The cortex-m-rt crate has a feature-flag to set VTOR if you need it.

The other advantage of keeping the Arduino bootloader is that the binary can be flashed with arduino-cli, as well with the IDE as usual. It also configures the clock to 48 MHz and possibly some other non-default register values I am yet to discover.

It Works! #

Here is a trace of the output pin on a scope:

This is surprisingly slow for a loop consisting of 2 instructions.

Having a look at the generated assembly using cargo-asm, this is the partially unrolled led toggle loop:

.LBB4_1:
	strh r1, [r0]
	strh r2, [r0]
	strh r1, [r0]
	strh r2, [r0]
	strh r1, [r0]
	strh r2, [r0]
	strh r1, [r0]
	strh r2, [r0]
	b .LBB4_1

So this should be fast.

Turns out like all rust performance related issues, the answer is release mode. Building with --release, the output pin toggles at 6 MHz. I make that 4 clock cycles per write, which seems far more reasonable.

A couple things that still don’t make sense to me:

The debug mode and release mode assembly are the same for the toggle loop, why the vast performance difference?
The time between each level change is constant but there is a branch after 4 cycles, does the core manage to optimise that away?

Doing more interesting things #

Getting serial running seems like a good place to start as it will help get more insight into what’s going on (what’s a debugger?) and check if I can get interrupts working.

The peripheral used for UART is known as SCI and it can also do I2C, SPI amongst other things.
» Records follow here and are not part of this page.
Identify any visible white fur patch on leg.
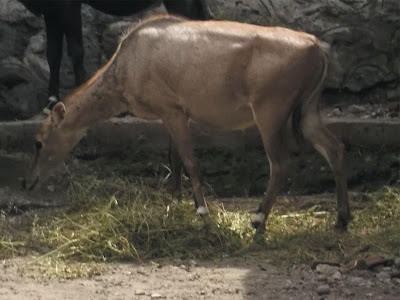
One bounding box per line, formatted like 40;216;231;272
251;212;265;224
197;206;208;216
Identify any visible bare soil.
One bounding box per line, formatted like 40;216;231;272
0;257;400;300
0;103;400;300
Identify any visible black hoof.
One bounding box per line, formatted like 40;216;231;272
250;221;261;229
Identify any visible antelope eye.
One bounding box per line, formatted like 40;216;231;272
35;141;43;150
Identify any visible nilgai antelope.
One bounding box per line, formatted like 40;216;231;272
24;16;350;233
19;0;206;113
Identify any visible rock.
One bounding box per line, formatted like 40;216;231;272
393;257;400;268
317;284;331;295
365;255;386;269
150;293;166;299
328;107;343;117
285;279;295;290
375;272;390;281
315;264;339;276
0;0;400;119
332;271;342;280
135;290;146;296
347;104;367;114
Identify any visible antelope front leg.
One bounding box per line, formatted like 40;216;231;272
162;109;208;215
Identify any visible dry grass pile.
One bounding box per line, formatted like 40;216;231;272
0;177;400;278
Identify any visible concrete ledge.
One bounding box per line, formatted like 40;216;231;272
0;117;400;152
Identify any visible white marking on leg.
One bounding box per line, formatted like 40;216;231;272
197;206;208;216
251;212;265;224
49;95;58;102
314;144;332;168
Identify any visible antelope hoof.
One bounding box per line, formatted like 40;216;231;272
335;214;353;231
197;206;208;216
251;212;265;229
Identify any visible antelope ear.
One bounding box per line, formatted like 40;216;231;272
51;102;65;127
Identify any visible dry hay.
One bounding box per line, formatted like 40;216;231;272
0;173;400;278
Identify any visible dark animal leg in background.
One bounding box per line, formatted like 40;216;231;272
65;5;85;86
163;0;206;20
44;11;64;101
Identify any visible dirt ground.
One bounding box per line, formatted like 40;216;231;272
0;102;400;300
0;257;400;300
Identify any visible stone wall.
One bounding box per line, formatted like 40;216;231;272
0;0;400;120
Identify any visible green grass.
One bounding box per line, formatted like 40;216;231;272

The D0 and D1 pins on the UNO are used for UART and are connected to pins 301 and 302 in the MCU, which belong to SCI2.

The PAC comes in handy again, with the SCI configuration registers present at Peripherals.SCI2. Scrolling through chapter 28 of the datasheet, there is a Transmit Data Register (TDR) which is used to send data:

p.SCI2.tdr.write(|w| unsafe { w.bits(0x55) });

I have a scope probe on the tx pin. This does nothing yet.
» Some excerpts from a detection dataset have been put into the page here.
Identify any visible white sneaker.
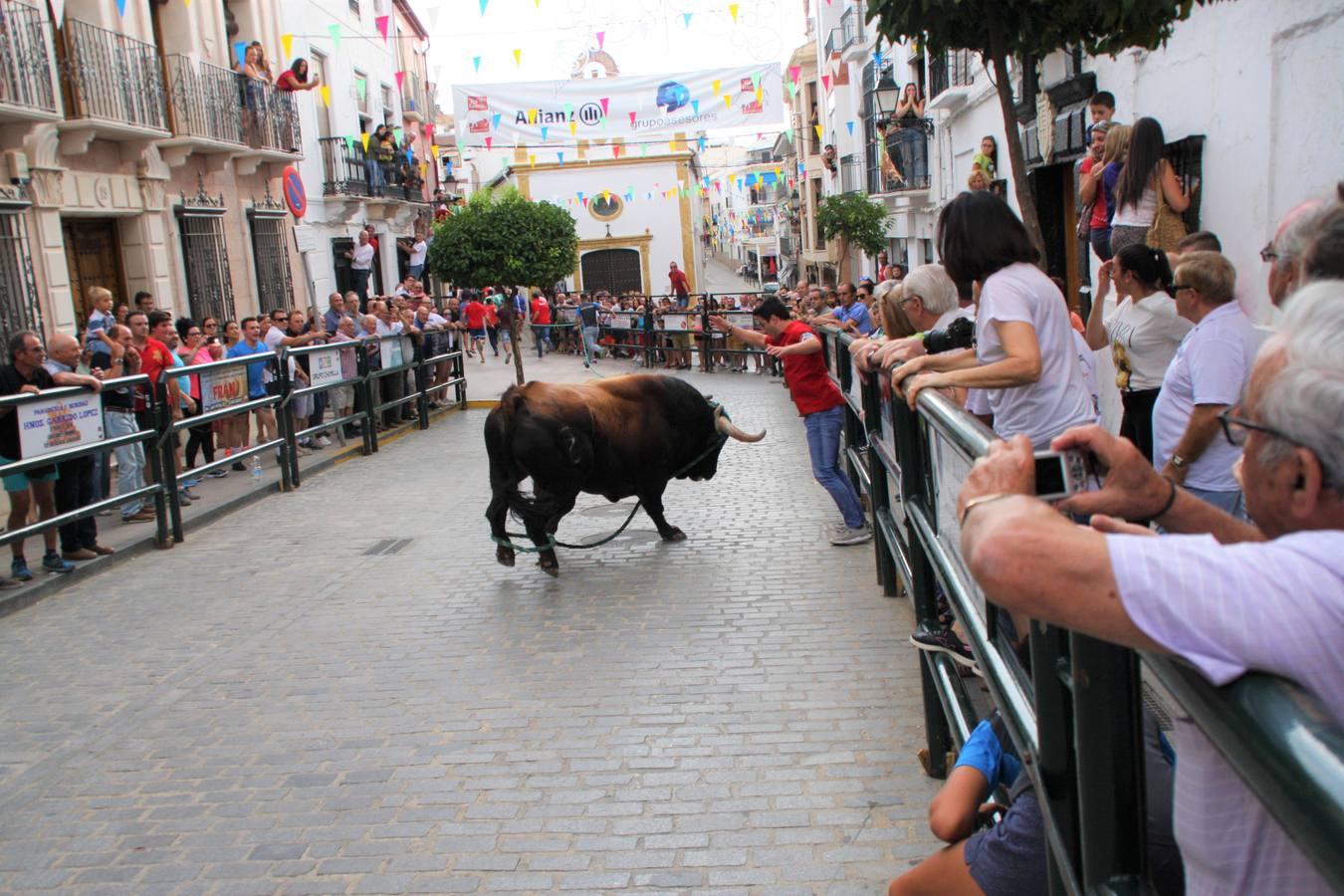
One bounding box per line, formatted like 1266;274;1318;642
830;523;872;546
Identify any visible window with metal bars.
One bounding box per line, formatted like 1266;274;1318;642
247;202;295;313
0;193;42;348
175;191;237;328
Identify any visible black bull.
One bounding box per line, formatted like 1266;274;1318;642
485;374;765;575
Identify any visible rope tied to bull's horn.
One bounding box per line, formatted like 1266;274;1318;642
491;401;765;554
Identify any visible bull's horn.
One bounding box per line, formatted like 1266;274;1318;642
714;405;765;442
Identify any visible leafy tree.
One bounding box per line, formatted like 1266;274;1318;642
817;192;887;281
426;187;579;289
868;0;1217;247
426;187;579;385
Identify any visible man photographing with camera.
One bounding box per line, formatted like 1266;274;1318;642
710;296;872;544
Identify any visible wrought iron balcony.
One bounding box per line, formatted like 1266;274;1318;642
0;0;61;120
164;55;245;147
63;19;168;138
242;78;303;156
868;118;933;193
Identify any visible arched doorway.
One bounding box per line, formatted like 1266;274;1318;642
580;249;644;296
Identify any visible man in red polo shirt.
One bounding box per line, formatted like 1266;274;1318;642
710;296;872;544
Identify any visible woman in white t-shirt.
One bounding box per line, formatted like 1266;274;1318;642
891;192;1097;450
1087;243;1191;462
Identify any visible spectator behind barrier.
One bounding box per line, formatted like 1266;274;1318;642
959;281;1344;893
1086;243;1191;459
891;193;1095;447
1152;253;1264;516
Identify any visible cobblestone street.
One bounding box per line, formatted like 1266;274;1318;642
0;364;937;893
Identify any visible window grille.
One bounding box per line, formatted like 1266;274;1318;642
247;189;295;315
175;181;237;321
0;184;42;346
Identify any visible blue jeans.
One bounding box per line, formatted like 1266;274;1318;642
583;327;602;360
802;405;864;530
103;411;145;516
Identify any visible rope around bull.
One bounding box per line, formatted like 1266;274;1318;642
491;401;731;554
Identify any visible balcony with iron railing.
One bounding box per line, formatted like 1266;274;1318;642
62;18;169;140
0;0;61;120
160;55;247;165
318;137;427;203
868;118;934;193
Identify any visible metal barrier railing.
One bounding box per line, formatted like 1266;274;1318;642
0;374;172;547
135;332;466;544
821;328;1344;895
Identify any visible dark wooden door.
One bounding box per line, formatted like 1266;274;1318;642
582;249;644;296
62;218;130;331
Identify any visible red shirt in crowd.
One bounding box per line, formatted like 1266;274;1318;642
135;336;172;411
767;321;844;415
462;300;485;330
533;296;552;324
668;268;691;296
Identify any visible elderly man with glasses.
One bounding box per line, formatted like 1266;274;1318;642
957;282;1344;893
1153;251;1264;516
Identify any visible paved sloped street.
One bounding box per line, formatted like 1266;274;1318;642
0;370;936;893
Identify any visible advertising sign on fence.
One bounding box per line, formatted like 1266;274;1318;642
15;393;103;461
308;345;354;385
453;63;784;146
200;366;247;414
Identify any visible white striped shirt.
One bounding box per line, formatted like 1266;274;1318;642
1106;530;1344;896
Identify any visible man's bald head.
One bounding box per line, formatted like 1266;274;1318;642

Further on in the datasheet is the Serial Mode Register (SMR) which can be used to configure stop bits, parity, clock source etc. The defaults look reasonable for now.

Next useful looking register: Serial Control Register (SCR). This contains the te and re bits that actual enable transmissions and reception. No wonder nothing happened when writing to TDR.
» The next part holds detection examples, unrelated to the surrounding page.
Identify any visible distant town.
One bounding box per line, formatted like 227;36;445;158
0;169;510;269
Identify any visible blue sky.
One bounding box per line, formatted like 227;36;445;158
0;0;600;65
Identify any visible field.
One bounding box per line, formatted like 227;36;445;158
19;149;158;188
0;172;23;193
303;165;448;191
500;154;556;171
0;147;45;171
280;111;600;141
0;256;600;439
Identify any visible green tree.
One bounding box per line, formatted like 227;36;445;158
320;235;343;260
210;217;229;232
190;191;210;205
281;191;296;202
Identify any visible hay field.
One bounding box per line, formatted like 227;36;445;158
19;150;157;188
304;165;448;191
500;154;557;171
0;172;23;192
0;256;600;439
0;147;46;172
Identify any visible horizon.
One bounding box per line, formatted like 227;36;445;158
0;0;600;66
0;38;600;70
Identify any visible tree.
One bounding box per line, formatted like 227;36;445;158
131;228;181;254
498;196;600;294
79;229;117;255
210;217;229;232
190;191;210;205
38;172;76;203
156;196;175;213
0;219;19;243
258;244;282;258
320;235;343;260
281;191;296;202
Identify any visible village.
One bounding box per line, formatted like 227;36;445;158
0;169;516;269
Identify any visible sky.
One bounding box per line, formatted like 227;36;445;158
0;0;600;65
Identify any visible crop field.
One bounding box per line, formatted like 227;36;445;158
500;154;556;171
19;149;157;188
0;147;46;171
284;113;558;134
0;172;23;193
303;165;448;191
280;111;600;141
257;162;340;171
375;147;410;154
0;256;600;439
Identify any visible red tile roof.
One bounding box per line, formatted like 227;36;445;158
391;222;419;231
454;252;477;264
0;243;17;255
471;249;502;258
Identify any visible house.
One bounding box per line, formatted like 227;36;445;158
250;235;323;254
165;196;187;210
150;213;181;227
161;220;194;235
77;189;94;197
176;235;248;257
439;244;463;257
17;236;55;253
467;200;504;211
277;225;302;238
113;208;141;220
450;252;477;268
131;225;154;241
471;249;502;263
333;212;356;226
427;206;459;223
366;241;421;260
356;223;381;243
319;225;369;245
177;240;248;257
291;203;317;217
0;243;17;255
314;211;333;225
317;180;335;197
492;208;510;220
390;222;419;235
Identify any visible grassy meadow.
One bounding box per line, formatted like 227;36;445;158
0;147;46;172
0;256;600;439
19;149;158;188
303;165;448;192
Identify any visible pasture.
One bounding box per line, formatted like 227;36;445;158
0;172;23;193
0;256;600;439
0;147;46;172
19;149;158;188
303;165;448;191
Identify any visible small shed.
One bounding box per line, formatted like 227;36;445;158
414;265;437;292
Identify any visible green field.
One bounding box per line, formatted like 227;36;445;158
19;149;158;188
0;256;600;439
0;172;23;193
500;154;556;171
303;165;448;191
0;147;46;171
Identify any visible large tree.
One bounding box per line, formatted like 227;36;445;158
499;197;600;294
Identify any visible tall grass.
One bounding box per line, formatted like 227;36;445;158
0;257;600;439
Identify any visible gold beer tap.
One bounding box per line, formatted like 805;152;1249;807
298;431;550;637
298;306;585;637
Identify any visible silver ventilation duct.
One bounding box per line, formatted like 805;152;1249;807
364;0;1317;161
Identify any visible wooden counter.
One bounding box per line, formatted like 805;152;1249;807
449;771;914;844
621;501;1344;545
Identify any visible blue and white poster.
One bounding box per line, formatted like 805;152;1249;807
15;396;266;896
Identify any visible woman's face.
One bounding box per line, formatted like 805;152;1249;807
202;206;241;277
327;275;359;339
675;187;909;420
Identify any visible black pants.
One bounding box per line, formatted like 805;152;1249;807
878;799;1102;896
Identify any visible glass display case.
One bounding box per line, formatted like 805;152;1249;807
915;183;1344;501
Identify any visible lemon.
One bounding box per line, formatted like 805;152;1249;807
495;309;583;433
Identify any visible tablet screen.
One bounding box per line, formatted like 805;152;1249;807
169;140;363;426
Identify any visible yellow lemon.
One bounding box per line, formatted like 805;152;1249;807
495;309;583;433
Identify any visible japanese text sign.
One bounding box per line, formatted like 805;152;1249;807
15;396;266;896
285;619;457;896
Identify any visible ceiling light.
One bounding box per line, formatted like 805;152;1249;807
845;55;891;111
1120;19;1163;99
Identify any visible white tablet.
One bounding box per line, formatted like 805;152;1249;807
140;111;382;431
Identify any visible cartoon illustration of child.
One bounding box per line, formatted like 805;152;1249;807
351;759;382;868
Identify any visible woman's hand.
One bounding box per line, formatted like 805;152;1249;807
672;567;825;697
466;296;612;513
p.SCI2.scr().write(|w| w.re()._1().te()._1());
p.SCI2.tdr.write(|w| unsafe { w.bits(0x55) });

Still nothing.

There is the Bit Rate Register (BRR). This will be useful later but default should do something.

Then the Serial Port Register (SPTR), nothing doing here.

Ahhh section 28.3 is all about UART, and 28.3.7 has an initialisation process. It boils down to configure all the registers as you need, configure the IO, then write SCR.TE and/or SCR.RE and possibly enable interrupts to get going.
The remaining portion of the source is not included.